Recovering After Domestic Abuse: Mastering Mind-emotion-body Connection
The mental-emotional-physical connection is something some people take for granted, while others remain in awe. I do both.
Now here is a little psychological insight that will open doors for your recovery from psychological, mental and emotional abuse.
Go ahead and get your coffee or herbal tea because we're going to have another one of those psychological conversations.
Thought-Emotion-Physiology
When a little thought registers in our minds—when we intentionally or unconsciously think a thought—limbic system activation occurs. Now the limbic system is the emotional brain. It's the place in the brain where emotion registers.
This limbic system activation triggers a hypothalamic-pituitary response, as though the emotional brain is telling the primitive brain how to gear up in order to prepare the body to meet the demands of what IS...what lies before you.
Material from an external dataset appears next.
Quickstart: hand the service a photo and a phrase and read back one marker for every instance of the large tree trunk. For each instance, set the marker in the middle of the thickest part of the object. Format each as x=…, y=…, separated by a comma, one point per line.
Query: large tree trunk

Now this primitive brain (hypothalamic-pituitary) triggers specific glandular activation that subsequently sparks specific body system responses that prepare the body to carry out the necessary action, or inaction, to meet the demands before it.
So it is apparent that the thoughts we think and the images we hold in our mind's eye yield what we feel and how we act, right?
Finding the Thought Behind Distressful Experience
Now let's imagine that you are experiencing the emotional distress associated with current or past verbal, mental or emotional abuse.
You feel the upset emotionally. And, fortunately for you, you can find the thought that is driving this emotional discomfort. Here's how.
If you close your eyes and pay attention to the part of the body where you usually feel things, chances are the emotional distress will both magnify and localize in that area of your body.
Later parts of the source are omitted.